Whether you’re 12 or 40, bringing home a new puppy is exciting. They can provide companionship and security. Plus, their funny antics and cute, little faces can brighten up any day. Depending on where you are getting your new pup from, it’s a good idea to consider professional pet transportation services to assist with the move.
While a new dog can be a beautiful addition to your family, the logistics of bringing them home can get complicated. With so many things to do in preparation for your furry friend’s arrival, it can get overwhelming. Here are five tips for bringing home your new puppy:
1. Organize Transportation
Whether you’re adopting a pup or purchasing from a reputable breeder, it’s important that they arrive at their new home safely. There are many factors to consider when understanding your new dog’s transportation needs. Evaluate how you will need to travel to pick up the dog. Bring a friend along to hold the puppy on your way home, so they’re not nervous in the car. A buddy can provide much needed support for you on your journey — short or long.
In some cases, it may be costly to ship your dog via plane. Not to mention, that could possibly be traumatizing for your new friend. It might be your best bet to check out a pet transport company. These drivers are individuals who love animals and will take great care of your pet. They will deliver your new family member right to your door. They’ll even send you photos and videos throughout their drive to keep you in the loop.
2. Puppy Proof Your Home
There are few things more stressful than chasing a four-legged, little bundle of energy around yelling at them to drop something. Puppy proofing your house is a sure way to ease the initial new-puppy stress. Be sure to pick up any items that your furry friend may put in their mouth. Look for small things laying around like rubber bands, bobby pins, and screws. Then, start to look around the rest of your home.
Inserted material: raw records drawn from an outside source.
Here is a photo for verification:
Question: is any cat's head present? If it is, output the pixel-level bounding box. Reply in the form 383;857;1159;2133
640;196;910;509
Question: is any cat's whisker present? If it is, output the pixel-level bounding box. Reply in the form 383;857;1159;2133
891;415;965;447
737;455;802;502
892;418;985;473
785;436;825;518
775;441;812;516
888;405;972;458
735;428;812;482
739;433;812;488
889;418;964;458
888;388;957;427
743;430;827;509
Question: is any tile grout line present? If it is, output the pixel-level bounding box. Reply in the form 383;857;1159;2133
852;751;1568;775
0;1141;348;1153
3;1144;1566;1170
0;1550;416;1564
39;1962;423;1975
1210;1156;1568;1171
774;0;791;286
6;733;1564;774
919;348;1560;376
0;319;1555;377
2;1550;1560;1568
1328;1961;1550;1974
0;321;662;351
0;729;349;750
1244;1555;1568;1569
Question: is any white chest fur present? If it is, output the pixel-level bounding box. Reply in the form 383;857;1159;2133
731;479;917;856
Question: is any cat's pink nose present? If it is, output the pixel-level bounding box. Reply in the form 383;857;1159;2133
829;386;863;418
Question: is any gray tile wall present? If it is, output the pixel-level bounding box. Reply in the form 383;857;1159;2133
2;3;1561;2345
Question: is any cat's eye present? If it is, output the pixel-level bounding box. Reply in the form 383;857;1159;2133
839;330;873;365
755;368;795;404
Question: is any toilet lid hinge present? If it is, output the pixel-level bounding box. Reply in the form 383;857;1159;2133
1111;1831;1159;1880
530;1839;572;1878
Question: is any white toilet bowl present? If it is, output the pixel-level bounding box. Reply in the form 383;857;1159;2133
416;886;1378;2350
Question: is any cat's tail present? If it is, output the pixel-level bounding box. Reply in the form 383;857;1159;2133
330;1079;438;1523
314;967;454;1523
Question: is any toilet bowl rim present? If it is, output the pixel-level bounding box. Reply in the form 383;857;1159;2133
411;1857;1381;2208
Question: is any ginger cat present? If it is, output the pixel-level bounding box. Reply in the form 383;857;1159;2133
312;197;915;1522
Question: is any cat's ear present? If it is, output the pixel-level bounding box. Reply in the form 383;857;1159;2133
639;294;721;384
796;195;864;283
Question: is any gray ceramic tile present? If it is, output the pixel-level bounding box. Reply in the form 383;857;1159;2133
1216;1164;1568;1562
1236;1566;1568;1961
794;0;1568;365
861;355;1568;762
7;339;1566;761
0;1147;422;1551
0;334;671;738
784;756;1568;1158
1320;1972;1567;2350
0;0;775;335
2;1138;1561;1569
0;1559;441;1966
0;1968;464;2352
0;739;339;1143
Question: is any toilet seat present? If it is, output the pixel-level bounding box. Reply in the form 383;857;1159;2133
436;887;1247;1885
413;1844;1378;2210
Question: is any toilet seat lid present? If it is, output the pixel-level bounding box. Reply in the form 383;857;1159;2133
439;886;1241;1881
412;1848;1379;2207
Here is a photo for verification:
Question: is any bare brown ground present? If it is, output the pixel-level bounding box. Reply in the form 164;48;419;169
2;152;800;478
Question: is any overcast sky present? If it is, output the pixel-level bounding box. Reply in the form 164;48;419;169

Block stairways and balusters with openings big enough for your pup to squeeze through. Move extension cords and chargers out of reach. Shut your shoes and bags behind closed doors. If you have hardwood floors, consider rolling up your rugs for a bit. While it seems extravagant now, you’ll be thankful you saved your rug during the potty-training phase.
3. Prepare for Potty-Training
Deciding how you will potty-train your dog can make the process less stressful. If you have a game plan as soon as you get home you can start enacting that plan. If you live in an apartment, you may determine you want to start with potty pads. If you live in a house with a backyard, maybe you’ll use a bell on the door. Maybe you’ll even get a doggy door to train your new dog to go through immediately.
Regardless of what mode of potty-training you choose, it’s important to stay consistent. Make sure every member of your family knows what to do when the puppy needs to go. Then, keep an eye on your puppy. If they start to sniff out a spot to go inside, quickly take them where they should be going. Creating a routine can allow your dog to understand where potty time happens.
4. Purchase the Necessities
The excitement of purchasing cute items for your dog never fades. But there’s nothing quite like buying a tiny new harness and leash for them for the first time. While you’re shopping for gear, don’t forget to purchase poop bags and a carrier for their leash. This will save you the embarrassment of not having something to clean up with later.
In addition, you’ll want to snag a food and water bowl for your pup. At the pet store, think about what you’ll feed your furry friend too. It’s important that you research what food is best for your dog. You can always pick up kibble at the pet store, but there are also alternatives like fresh dog food delivery services. Some breeds need special vitamins or are prone to allergies. When in doubt, it’s smart to check with your vet to get an expert opinion on a healthy option.
5. Plan Sleeping Arrangements
It might sound silly to think about where your pet will sleep. However, dealing with a crying puppy is not fun, especially when you’re low on sleep yourself. If you plan to crate train your new dog, make sure that you do your research on how to do so. Crate training can provide your pet with a safe space to relax and sleep. It can even help with potty training.
If you choose to barricade your puppy in the kitchen or a bathroom, make sure that it is safe for them. While you’re puppy proofing your home, you’ll want to make sure their space is extra cared for. Adding a blanket or cozy bed can bring comfort to your dog during the night. Creating a den for your dog will let them know that they have a space to go when they’re overstimulated.
Whether you’re a seasoned dog owner or a first timer, dogs’ personalities are different. It is vital that you spend time with your new pup. Learn his or her quirks and needs. Prepare for what you can and enjoy the experience. Your little puppy will be a big dog before you know it!